Lovable reached $100 million in annual revenue eight months after launch. They hit $200 million ARR just four months later. With a team of around 45 people. The entire platform is powered by Claude, and when Claude 4 launched, their CEO posted that it "erased most of Lovable's errors." They're not building AI—they're building on it, and shipping at a pace that would have been impossible with traditional development cycles.

This is the competitive advantage of AI-native companies: they validate ideas with working software instead of slide decks, and iterate in days instead of quarters. The companies that figure this out will outpace those still running traditional planning cycles.

Build Fast, But Own What You Ship

There's a risk here worth naming: just because something is cheap to build doesn't mean it should exist. An expanding backlog isn't good—it can lead to feature bloat and unfocused products. The new discipline: "should this exist at all?"

This is the paradox of cheap execution: because we can build faster, we need sharper judgment about what to build. The old constraint—"this would take too long"—forced prioritization. Without it, we can efficiently build the wrong things. Build-first thinking requires more product discipline, not less.

Another discipline becomes more important: code review.

Vibe Coding Doesn't Belong in Production

"Vibe coding"—shipping AI-generated code you don't understand—is tempting when building is this fast. The prototype works, the tests pass, why not just merge it? Because someone has to be responsible when it breaks at 3am.

Every change to production should be reviewed by someone who will be on-call for that system. This wisdom predates AI. The difference is that AI makes it easier to produce code that works without understanding why it works. That's fine for exploration. It's dangerous for production.

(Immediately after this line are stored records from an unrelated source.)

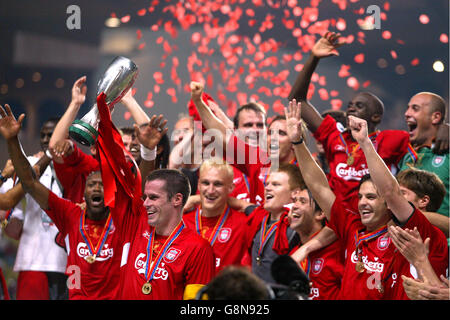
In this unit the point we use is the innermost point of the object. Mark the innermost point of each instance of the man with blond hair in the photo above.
(224, 228)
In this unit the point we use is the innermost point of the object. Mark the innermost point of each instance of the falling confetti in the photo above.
(238, 66)
(424, 19)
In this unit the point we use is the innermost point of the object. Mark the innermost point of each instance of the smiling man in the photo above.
(90, 238)
(224, 228)
(343, 153)
(270, 235)
(324, 267)
(424, 115)
(372, 265)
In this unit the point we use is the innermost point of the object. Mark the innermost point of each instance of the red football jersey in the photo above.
(438, 253)
(188, 260)
(93, 281)
(253, 163)
(325, 268)
(241, 188)
(227, 234)
(376, 252)
(344, 176)
(73, 173)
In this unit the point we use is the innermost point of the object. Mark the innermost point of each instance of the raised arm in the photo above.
(325, 47)
(209, 120)
(386, 184)
(9, 128)
(415, 250)
(137, 113)
(61, 131)
(12, 197)
(314, 177)
(149, 134)
(325, 237)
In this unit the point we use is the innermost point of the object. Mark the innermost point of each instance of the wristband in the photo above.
(147, 154)
(2, 178)
(48, 154)
(298, 142)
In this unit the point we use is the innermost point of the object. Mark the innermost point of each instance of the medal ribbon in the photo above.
(359, 239)
(266, 235)
(412, 153)
(247, 184)
(175, 233)
(306, 263)
(9, 212)
(94, 250)
(219, 224)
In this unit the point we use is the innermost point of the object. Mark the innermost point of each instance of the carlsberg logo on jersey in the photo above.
(105, 254)
(350, 173)
(140, 265)
(373, 266)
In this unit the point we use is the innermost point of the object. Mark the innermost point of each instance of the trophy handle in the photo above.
(82, 131)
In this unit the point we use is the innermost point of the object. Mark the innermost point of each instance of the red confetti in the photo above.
(386, 35)
(125, 19)
(323, 94)
(394, 54)
(334, 93)
(196, 36)
(341, 24)
(353, 83)
(424, 19)
(359, 58)
(149, 103)
(342, 4)
(336, 104)
(158, 76)
(278, 107)
(297, 11)
(343, 72)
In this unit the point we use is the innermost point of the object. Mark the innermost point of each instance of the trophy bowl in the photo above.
(118, 78)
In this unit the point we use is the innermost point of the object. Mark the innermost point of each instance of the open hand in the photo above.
(151, 133)
(327, 45)
(79, 90)
(196, 90)
(9, 126)
(293, 120)
(359, 128)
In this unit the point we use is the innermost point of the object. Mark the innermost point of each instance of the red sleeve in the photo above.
(438, 254)
(62, 212)
(246, 158)
(343, 221)
(73, 173)
(326, 131)
(394, 145)
(201, 268)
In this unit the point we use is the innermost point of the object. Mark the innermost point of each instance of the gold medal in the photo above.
(380, 288)
(90, 259)
(147, 288)
(350, 160)
(360, 266)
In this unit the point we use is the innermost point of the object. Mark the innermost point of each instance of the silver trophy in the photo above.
(118, 78)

This is about operational accountability, not gatekeeping. Non-engineers can absolutely use AI to build useful prototypes. But the constraint for production isn't technical ability—it's operational accountability. If you won't be paged when the system fails, your changes need review from someone who will be. The reviewer isn't blocking your contribution; they're accepting responsibility for it.

Engineers bring knowledge that AI doesn't replace: operational experience and the accumulated wisdom of having been paged at 3am for problems that looked fine in testing. AI makes engineers faster; it doesn't make them unnecessary.

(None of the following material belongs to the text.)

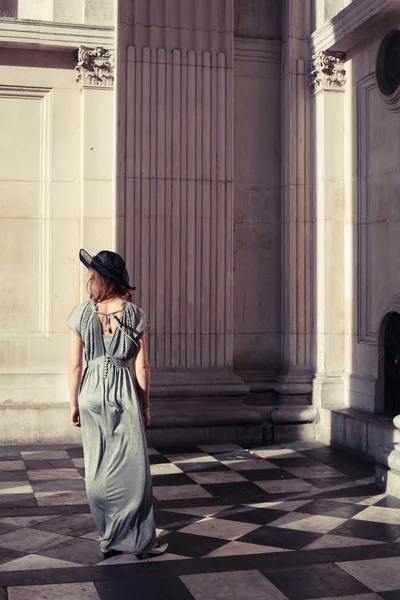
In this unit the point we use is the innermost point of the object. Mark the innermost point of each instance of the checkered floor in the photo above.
(295, 522)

This creates a natural quality gate that scales with AI acceleration. Build as fast as you want, prototype freely, but the path to production runs through someone who owns the consequences, and that ownership separates demos from deployments.

The Job Changes, But It Doesn't Disappear

What's shifting is the nature of the work. Less time writing boilerplate. More time understanding problems, directing AI, reviewing output, and making judgment calls. The developer becomes a code director.

This requires different skills. Clarity becomes primary—you need to articulate precise intent because AI executes instantly and literally. Vague input produces immediate, concrete wrong output. Debugging AI-generated code is a distinct skill: you're evaluating someone else's implementation choices, not reasoning through your own intentions.

Review becomes more important, not less. When anyone can generate plausible code, the ability to evaluate that code—to spot subtle bugs, understand performance implications, anticipate edge cases—is what separates working software from time bombs. The engineers who thrive will be those who can direct AI effectively and then critically assess what it produces.

The job has always been solving problems with software. AI strips away the pretense that it was about typing.




We're early in this shift. The tools are evolving rapidly, and we're all figuring out new workflows in real time. But the direction is clear: execution is cheap, coordination is expensive, and building is the new way to think.

The question is how fast you can adapt while still owning what you ship.